Homecoming King -------------------------------------------
Four AM; and I am looking
at the road under tyres humming
on night-black tar. I believe in
the starless sky, made murky
by city lights and reflected in
your eyes. Black, but not empty –
like the sky they are filled
with distance and soft twinkling
pinprick lights. You look at me,
with the hint of a smile playing
over voluptuous lips, unseeing.
Distance grows meaningless
as the long murmuring growl
of the engine devours the new
and spits out the bitter past
left behind, I’m coming to you.
I found this on someone else's favorites list, and am soooo glad that I took the time to look- so I thank Angelo and your title.
I usually go through these things line by line and point out what I like-my apologies that I can't do it for this one-I don't have the time!
I did take the time to read it through... three times, and recognize the quality of this peace.
It is written in a dreamlike way that complements the idea of timelessness in the piece... ' I believe in the starless sky' and 'engine devours the new and spits out the bitter past left behind, I’m coming to you.' it's just very dreamy and abstract to me... something I love for this poem.
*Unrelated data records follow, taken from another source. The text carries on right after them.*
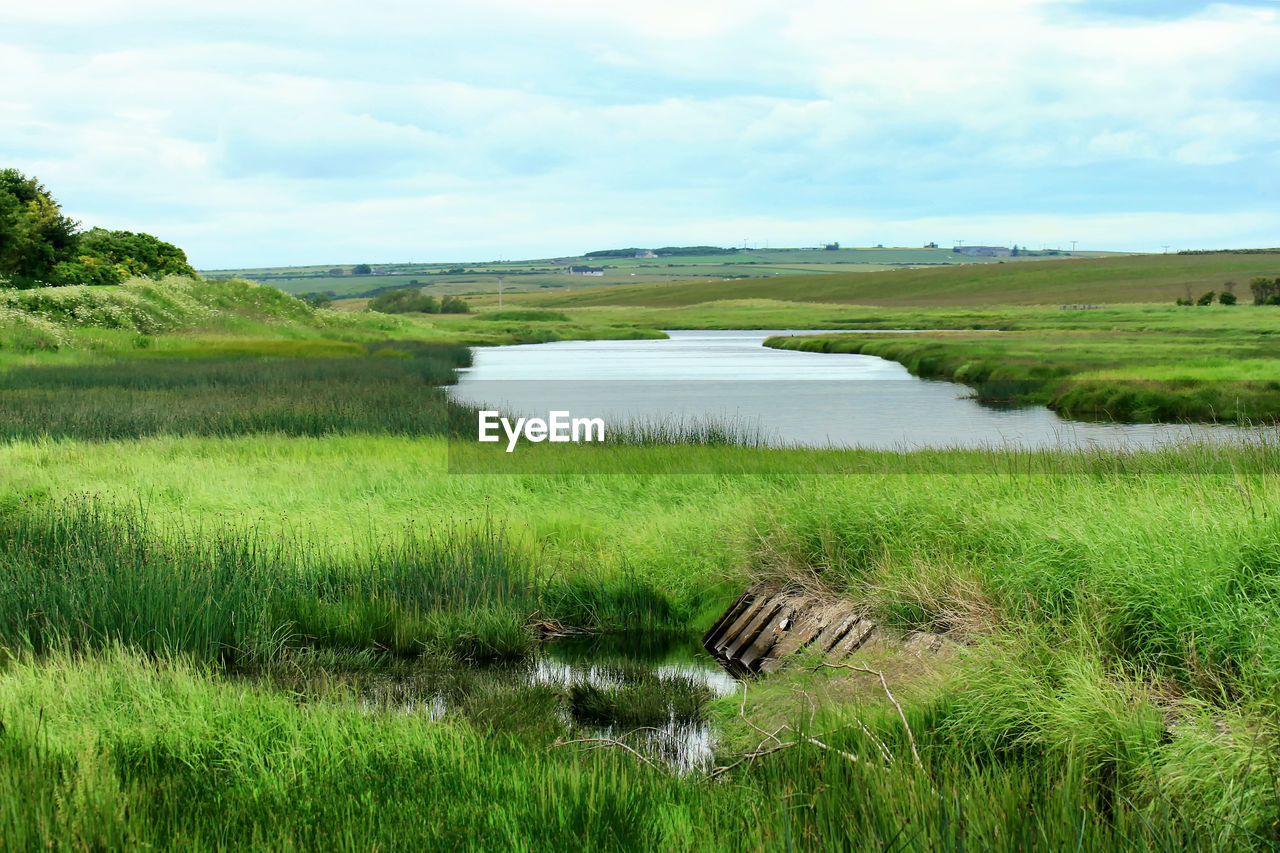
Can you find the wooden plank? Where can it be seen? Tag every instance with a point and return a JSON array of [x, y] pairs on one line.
[[835, 630], [732, 632], [766, 639], [712, 637], [853, 638], [799, 635], [748, 635]]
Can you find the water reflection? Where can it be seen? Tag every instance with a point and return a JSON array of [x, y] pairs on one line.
[[785, 397]]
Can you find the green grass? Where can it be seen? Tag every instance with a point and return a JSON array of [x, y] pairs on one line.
[[539, 276], [214, 543], [1214, 365], [122, 751], [1102, 281]]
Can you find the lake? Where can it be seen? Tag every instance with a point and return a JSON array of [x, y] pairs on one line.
[[789, 398]]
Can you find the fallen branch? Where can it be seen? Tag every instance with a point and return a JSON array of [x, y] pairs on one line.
[[595, 743], [910, 738]]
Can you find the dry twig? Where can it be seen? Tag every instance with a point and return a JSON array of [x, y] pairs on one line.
[[910, 738]]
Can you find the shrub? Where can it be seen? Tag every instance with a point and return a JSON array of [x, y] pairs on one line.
[[1265, 291], [455, 305], [405, 301]]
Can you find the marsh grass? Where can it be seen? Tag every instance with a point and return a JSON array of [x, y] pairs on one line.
[[240, 388], [631, 696], [124, 751], [78, 575], [1127, 373]]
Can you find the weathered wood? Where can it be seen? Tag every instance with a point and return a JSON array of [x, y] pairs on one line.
[[853, 638], [764, 628], [722, 624], [766, 639], [730, 634], [836, 629], [762, 616]]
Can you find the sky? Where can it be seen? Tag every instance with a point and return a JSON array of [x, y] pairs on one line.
[[278, 132]]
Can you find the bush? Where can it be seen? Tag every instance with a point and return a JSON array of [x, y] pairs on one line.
[[405, 301], [1265, 291]]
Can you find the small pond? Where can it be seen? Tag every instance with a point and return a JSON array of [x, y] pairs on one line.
[[784, 397]]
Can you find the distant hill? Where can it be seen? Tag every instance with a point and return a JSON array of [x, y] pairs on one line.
[[1125, 278], [621, 267]]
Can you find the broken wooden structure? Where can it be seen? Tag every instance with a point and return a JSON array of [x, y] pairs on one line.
[[764, 626]]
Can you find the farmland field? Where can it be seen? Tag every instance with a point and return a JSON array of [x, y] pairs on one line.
[[536, 276], [245, 602]]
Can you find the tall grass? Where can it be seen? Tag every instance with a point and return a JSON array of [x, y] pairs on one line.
[[78, 575], [1127, 373], [236, 389], [123, 751]]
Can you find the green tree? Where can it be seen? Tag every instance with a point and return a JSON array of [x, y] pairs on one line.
[[35, 236], [405, 301], [110, 256]]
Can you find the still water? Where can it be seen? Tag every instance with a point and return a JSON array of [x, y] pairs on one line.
[[789, 398]]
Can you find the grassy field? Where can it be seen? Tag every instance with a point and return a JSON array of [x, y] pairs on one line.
[[535, 276], [1128, 278], [245, 602], [1155, 364]]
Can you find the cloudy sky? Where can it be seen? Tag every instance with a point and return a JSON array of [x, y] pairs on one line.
[[257, 132]]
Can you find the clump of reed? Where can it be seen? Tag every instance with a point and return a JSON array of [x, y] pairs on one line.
[[238, 388], [634, 696], [81, 575]]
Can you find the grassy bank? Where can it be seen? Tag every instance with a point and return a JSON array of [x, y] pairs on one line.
[[119, 751], [1101, 281], [1168, 365], [1119, 616], [210, 542]]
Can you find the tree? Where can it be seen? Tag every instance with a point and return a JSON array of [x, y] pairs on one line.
[[35, 236], [405, 301], [455, 305], [112, 256], [1265, 290]]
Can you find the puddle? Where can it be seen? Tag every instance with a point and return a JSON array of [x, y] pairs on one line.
[[650, 693]]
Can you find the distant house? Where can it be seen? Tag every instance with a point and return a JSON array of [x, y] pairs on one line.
[[983, 251]]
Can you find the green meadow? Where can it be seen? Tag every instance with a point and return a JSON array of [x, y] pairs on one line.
[[551, 274], [247, 598]]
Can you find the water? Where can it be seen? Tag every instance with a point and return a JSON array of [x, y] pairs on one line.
[[807, 398], [670, 666]]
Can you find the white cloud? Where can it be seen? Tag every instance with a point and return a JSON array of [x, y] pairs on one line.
[[287, 133]]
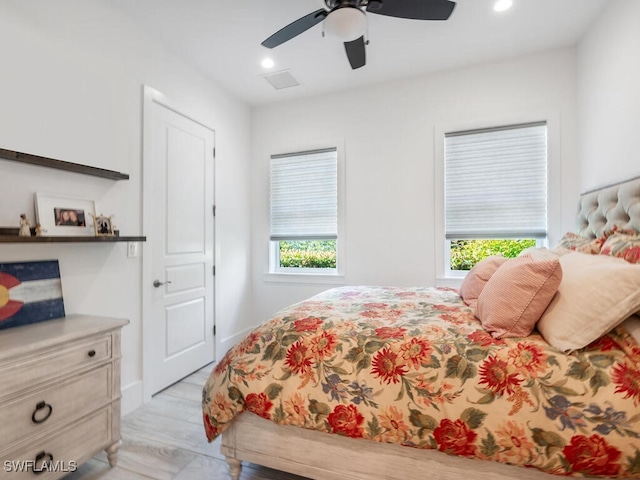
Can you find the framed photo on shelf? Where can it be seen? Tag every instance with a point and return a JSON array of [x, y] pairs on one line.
[[103, 226], [64, 216]]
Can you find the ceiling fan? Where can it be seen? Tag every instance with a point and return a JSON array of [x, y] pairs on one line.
[[347, 20]]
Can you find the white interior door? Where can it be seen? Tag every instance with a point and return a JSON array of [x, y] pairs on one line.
[[179, 274]]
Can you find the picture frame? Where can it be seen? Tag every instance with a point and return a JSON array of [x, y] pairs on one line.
[[103, 226], [64, 216]]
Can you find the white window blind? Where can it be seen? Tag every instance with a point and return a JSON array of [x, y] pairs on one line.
[[496, 183], [304, 196]]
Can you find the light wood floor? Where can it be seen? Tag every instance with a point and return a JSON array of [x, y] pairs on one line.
[[164, 440]]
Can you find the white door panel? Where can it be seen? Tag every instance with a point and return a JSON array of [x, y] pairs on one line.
[[180, 240], [185, 277], [185, 324]]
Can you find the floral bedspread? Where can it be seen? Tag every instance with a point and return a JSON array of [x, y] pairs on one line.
[[413, 366]]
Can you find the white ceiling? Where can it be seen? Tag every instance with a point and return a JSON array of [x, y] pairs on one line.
[[222, 37]]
I liked the lines "I believe in the starless sky, made murky by city lights and reflected in your eyes.", -the black of the tarry pavement, the murky sky and your recollection of her eyes, all blend together very realistically as happens when on a long drive. Your thoughts become part and parcel of the landscape, the sky-just as you seem to become part of the vehicle. You proceed in thought from the white lines to to sky, to her eyes, and that progression flows easily, taking the reader through your homecoming theme.
I always have the feeling on those long wee hour trips, that I am ina space ship, -time and space seem irrelevant, and often i think this is how must be to recently dead,-just travelling, yet disassociated with the environment while the real "action" takes place on a dreammy mental plane.
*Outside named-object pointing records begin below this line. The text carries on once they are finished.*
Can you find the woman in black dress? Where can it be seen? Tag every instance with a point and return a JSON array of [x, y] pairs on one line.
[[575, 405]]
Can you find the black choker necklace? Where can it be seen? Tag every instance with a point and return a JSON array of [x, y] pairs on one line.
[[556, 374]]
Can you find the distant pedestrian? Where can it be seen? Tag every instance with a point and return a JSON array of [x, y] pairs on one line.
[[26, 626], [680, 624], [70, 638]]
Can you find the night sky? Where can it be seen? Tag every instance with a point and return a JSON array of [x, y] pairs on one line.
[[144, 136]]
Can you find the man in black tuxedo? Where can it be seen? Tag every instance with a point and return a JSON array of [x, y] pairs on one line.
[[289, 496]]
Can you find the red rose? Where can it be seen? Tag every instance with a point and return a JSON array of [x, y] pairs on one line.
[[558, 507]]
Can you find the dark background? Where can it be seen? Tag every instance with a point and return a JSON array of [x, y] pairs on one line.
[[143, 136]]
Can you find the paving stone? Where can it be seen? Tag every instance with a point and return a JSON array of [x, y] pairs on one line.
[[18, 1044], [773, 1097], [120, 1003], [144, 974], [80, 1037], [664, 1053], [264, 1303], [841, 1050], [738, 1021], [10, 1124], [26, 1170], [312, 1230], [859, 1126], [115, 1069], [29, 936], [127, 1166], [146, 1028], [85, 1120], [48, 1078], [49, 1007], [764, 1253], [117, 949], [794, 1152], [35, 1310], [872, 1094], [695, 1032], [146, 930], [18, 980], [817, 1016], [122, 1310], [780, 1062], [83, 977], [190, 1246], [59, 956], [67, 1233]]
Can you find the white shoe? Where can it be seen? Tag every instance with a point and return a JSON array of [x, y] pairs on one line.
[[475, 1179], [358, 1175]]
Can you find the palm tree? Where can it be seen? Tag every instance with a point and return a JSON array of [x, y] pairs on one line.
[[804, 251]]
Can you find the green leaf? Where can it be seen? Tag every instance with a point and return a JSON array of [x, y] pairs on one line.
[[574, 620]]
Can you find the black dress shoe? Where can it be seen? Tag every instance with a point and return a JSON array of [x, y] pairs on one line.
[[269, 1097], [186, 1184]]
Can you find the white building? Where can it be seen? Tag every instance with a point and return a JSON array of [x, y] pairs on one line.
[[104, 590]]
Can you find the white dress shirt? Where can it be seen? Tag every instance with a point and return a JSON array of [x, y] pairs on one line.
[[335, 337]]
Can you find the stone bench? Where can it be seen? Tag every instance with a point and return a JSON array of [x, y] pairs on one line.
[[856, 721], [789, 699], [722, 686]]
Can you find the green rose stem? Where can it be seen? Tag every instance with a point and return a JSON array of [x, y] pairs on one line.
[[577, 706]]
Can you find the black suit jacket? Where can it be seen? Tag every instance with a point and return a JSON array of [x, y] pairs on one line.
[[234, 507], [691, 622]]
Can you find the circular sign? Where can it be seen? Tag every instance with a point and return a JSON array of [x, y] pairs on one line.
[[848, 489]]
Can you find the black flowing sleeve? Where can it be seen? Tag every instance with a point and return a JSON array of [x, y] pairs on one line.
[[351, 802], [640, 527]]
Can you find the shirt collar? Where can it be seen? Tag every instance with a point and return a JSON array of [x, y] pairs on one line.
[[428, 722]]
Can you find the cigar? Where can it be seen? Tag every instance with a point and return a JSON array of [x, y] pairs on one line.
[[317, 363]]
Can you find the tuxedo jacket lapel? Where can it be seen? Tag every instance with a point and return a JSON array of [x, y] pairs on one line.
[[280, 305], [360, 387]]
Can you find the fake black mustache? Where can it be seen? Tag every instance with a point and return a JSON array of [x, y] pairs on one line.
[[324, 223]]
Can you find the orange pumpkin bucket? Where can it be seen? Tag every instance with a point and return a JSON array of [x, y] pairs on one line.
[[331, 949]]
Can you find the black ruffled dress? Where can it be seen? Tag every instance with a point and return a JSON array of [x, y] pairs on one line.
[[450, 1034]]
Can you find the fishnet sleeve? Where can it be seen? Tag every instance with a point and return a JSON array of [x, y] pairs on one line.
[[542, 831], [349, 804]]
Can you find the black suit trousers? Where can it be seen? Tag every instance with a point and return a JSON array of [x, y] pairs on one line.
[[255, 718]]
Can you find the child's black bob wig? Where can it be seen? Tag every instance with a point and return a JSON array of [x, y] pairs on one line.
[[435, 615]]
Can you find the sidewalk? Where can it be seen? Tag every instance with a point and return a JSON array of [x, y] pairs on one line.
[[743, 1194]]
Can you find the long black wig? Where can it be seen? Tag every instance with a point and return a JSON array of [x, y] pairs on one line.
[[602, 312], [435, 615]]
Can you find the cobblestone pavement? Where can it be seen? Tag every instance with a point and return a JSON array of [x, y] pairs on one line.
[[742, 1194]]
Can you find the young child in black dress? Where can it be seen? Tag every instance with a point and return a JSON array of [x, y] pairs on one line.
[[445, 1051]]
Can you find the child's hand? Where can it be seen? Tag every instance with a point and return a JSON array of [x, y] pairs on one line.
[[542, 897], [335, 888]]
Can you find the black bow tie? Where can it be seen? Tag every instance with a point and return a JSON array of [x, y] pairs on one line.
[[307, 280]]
After all the daydreaming though, you say that the "the engine devours the new and spits out the bitter past left behind"-I liked that also, it captures that feeling I described above,-and I can relate very well to that. This was minimal, yet evocative of what you wanted to say, -that's all good. Sally
forget the past...it's all forgotten and meaningless when the present and the future matters. The past is something that comes up while sitting at a red light.
This is like a time travel thing, leaving your past to get to the girl waiting on the other side - your future. It is a rebirth. Whether you are physically traveling to her, or only in your mind is not important. You end up at the same place.
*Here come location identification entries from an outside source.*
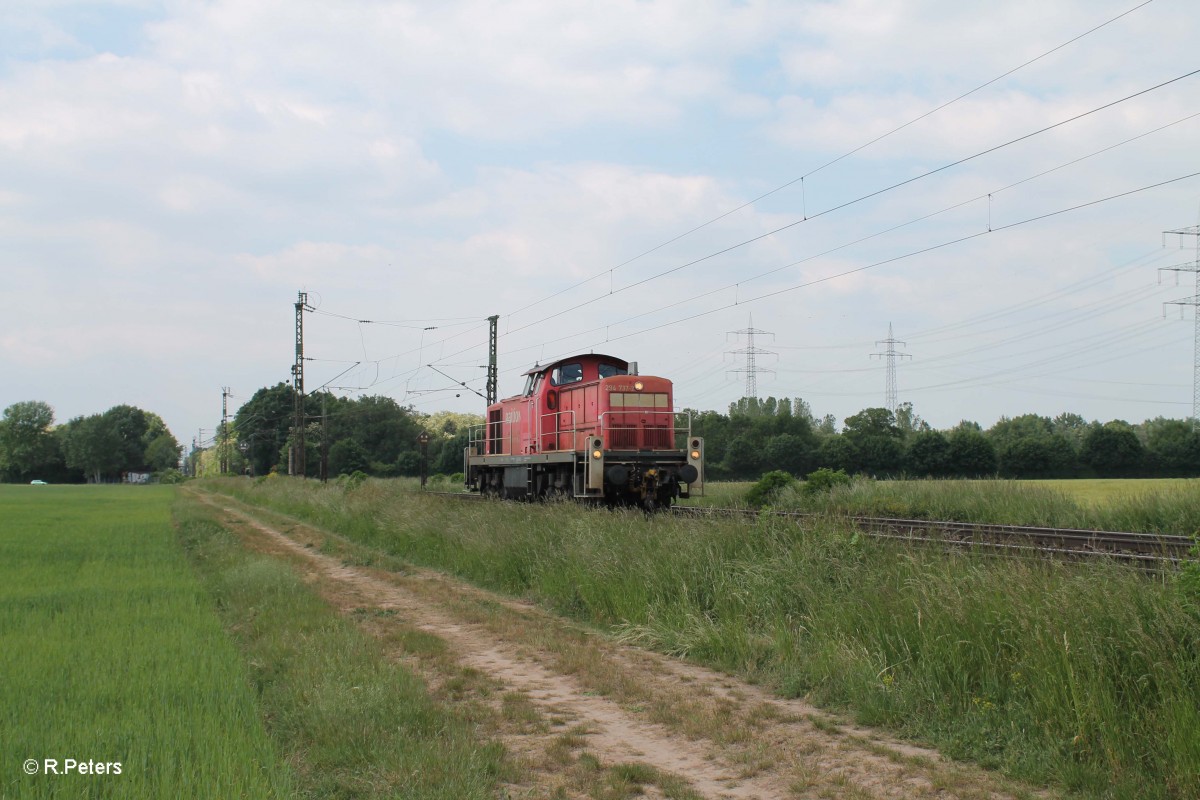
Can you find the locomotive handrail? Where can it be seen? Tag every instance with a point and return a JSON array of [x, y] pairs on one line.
[[558, 429], [473, 440]]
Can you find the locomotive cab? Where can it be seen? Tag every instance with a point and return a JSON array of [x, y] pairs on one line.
[[587, 427]]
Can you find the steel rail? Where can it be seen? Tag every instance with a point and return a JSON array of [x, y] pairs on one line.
[[1069, 541], [1128, 546]]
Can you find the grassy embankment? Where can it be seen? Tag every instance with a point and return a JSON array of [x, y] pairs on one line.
[[112, 649], [1083, 675]]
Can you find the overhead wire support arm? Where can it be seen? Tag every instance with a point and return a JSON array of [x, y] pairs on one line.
[[461, 383]]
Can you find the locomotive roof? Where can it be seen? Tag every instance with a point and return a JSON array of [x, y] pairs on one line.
[[598, 356]]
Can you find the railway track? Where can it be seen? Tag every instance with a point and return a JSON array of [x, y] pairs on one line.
[[1065, 541], [1149, 548]]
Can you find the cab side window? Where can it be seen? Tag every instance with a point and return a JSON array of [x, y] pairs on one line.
[[568, 373]]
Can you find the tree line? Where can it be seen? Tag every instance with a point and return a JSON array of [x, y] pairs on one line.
[[378, 437], [372, 434], [101, 447], [761, 435]]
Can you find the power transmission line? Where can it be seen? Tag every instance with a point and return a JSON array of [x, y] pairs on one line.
[[751, 353], [891, 354], [1194, 301], [832, 162]]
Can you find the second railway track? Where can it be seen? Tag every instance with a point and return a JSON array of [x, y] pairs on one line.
[[1008, 539]]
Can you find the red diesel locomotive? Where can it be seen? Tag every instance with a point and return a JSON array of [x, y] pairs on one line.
[[587, 427]]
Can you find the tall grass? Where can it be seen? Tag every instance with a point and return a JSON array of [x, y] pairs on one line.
[[1085, 675], [111, 651]]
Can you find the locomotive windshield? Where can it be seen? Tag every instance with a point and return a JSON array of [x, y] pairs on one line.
[[611, 370], [568, 373]]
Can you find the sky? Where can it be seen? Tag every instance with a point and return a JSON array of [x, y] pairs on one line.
[[643, 179]]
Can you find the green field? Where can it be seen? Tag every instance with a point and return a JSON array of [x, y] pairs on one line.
[[1080, 675], [112, 653], [1101, 492], [136, 630]]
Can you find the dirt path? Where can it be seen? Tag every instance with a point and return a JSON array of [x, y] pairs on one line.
[[571, 704]]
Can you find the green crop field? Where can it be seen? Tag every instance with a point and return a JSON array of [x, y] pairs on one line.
[[112, 657], [144, 653]]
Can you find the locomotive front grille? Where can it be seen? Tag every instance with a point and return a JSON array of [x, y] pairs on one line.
[[658, 437], [623, 438]]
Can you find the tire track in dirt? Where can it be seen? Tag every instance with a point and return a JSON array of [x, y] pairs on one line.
[[768, 749]]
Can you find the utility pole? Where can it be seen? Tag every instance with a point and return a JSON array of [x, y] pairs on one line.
[[297, 462], [225, 429], [1194, 301], [324, 437], [750, 352], [492, 373], [891, 354]]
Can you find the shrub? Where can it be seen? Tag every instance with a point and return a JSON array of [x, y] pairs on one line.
[[768, 488], [825, 480]]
...I believe in the starless sky, made murky by city lights and reflected in your eyes.
this, like your description suggests, sounds so olod and new all at once. as if you took old,old ideas of love and made them fresh and new...well in admiration, my friend, i shall leave it at that. and hope to read more of your work. later ellisa
Well done! A compact, concise poem that knew where it was going and got there with the rhythm and the imagery undrscoring the meaning as a harmonized entity. It's funny, isn't it, how your mind can eat up the miles until you're suddenly at tyour destinationa nd you don't remember how you got there. This poem seemed to me like a mile killing mantra. Don't fall asleep at the wheel!
I believe in the starless sky, made murky by city lights and reflected in your eyes.
i couldn't agree more with the notion and its subterranean flair... argh.
like summerizing one's emotions toward something in the simplicity of the moment and making it as omnipotent as it can be.
the irrationality of it... the uncertainty of surrendering to that feeling - "Black, but not empty like the sky they are filled with distance and soft twinkling pinprick lights. You look at me, with the hint of a smile playing over voluptuous lips, unseeing." - you know you can't be too sure of how much you should surrender or how much you should keep for yourself... but rest assured you believe there is something there... and it's worth every moment walking in the dark for.